Par Abbès BEN MAHJOUBA
A la veille du match devant opposer les Aigles de Carthage aux Bleus, Didier Deschamps a fait une déclaration dont il n’a certainement pas mesuré la portée : « Je ne veux pas être à la place de Jalel Kadri, le sélectionneur de la Tunisie. » Didier Deschamps ignorait probablement les critiques assez dures dont Jalel Kadri a fait l’objet à la veille du coup d’envoi du Mondial. D’aucuns estimaient alors que la participation des Aigles de Carthage allait être aux mieux de la figuration. Or à la surprise générale, la prestation des nôtres a été fort appréciable et il s’en est fallu de peu pour que la Tunisie l’emporte sur le Danemark donné largement favori.
Le Onze national a été encensé à l’unisson et Jalel Kadri, précédemment tête de Turc, devient un excellent stratège qui a su piéger les Dynamites danoises. Les Aigles reprennent confiance comme par enchantement ; ils se sentent pousser des ailes entrainant médias, supporteurs et public à caresser l’espoir d’une victoire sur les Australiens (prenables aux yeux de tous). Qu’elle n’a pas été l’ampleur de la désillusion quand les Aigles devaient s’avouer vaincus devant des Socceroos sans génie mais très appliqués. C’est le drame, la catastrophe ! La Tunisie battue, la population abattue ! Vilipendé et dénigré comme il n’est pas permis, le sélectionneur national a été pointé du doigt, rendu seul responsable d’une défaite aux allures de Waterloo aux yeux de douze millions de Tunisiens improvisés en fin connaisseurs es football. Pourtant la Tunisie en seconde période a été très proche de l’égalisation. Le coach n’a pas eu la lucidité pour procéder à un coaching fructueux. Mais c’est ainsi. Qui ne se trompe pas !? Excessif de faire d’une défaite étriquée un drame national !

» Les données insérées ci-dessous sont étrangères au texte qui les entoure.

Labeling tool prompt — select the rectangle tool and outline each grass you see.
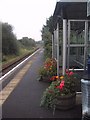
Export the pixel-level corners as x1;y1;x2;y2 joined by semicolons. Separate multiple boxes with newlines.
2;48;35;65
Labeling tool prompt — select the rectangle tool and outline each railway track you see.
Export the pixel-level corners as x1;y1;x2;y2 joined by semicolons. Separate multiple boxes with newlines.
0;49;38;76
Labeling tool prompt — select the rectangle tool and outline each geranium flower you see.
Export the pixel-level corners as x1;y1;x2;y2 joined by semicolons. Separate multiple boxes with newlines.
56;80;64;90
50;76;56;81
48;90;53;93
69;72;74;76
60;76;64;80
56;76;59;79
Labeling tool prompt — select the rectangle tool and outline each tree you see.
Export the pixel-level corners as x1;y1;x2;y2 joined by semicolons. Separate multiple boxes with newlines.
2;23;19;55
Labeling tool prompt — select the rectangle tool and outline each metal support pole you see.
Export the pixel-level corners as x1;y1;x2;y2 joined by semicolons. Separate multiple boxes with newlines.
63;19;67;75
56;23;59;76
67;21;70;70
84;21;88;70
52;34;54;58
53;30;56;58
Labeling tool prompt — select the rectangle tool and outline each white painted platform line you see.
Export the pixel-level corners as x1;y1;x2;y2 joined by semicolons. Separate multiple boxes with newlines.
0;49;41;83
0;61;32;106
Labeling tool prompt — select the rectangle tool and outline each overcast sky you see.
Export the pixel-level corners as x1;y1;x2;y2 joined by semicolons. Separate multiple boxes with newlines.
0;0;58;41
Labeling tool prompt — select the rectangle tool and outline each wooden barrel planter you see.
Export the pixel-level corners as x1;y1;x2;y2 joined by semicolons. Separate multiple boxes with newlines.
55;93;76;110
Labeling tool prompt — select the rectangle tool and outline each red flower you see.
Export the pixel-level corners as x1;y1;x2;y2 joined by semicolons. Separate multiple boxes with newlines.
50;76;56;81
48;90;53;93
69;72;74;76
56;80;64;90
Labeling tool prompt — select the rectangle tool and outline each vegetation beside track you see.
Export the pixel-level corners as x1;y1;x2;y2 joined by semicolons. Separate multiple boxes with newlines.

Restait alors l’infime et hypothétique espoir de gagner contre les Bleus, champions en titre, déjà qualifiés aux huitièmes de finale. Il a été procédé à un grand remaniement du Onze rentrant : les joueurs titularisés ont donné une entière satisfaction : Ghandri, Kechrida, Maâloul, Ben Romdhane, Ben Slimane et Khazri, (l’auteur du but victorieux). Historique victoire certes face à une équipe de France fortement remaniée, mais l’histoire ne prendra pas en compte les circonstances de la rencontre ; elle retiendra seulement le succès amplement mérité des Aigles de Carthage en dépit de l’amertume causée par leur élimination à la suite de la victoire inattendue de l’Australie sur le Danemark.
Et voilà que Jalel Kadri redevient un coach compétent qui a eu l’audace de rectifier de façon significative son Onze rentrant. On a salué sa lecture de l’adversaire et la tactique pour laquelle il a opté. C’est quand même fou ce qu’un résultat peut infléchir notre perception des choses. Le football demeure plus que jamais une affaire qui ne saurait obéir à une logique scientifique. Et c’est heureux.
Quant à Jalel Kadri, il en sort la tête haute, qu’on le veuille ou non. Oublié son comportement lors de la polémique des 26 sélectionnés ! Oublié le drame de la défaite contre les Australiens ! Invraisemblable cette inconstance dans nos jugements. Sa déclaration en revanche nous a paru manquer de pertinence : pourquoi s’excuser auprès du public ? N’a-t-il pas fait de son mieux ? N’a-t-il pas fait ses choix en toute « conscience » et en toute « souveraineté ». Haro sur cette humiliante façon d’expliquer un échec qui n’en est pas un à dire vrai. Et de s’en excuser. La seule décision qui assure la dignité de Jalel Kadri : sa démission.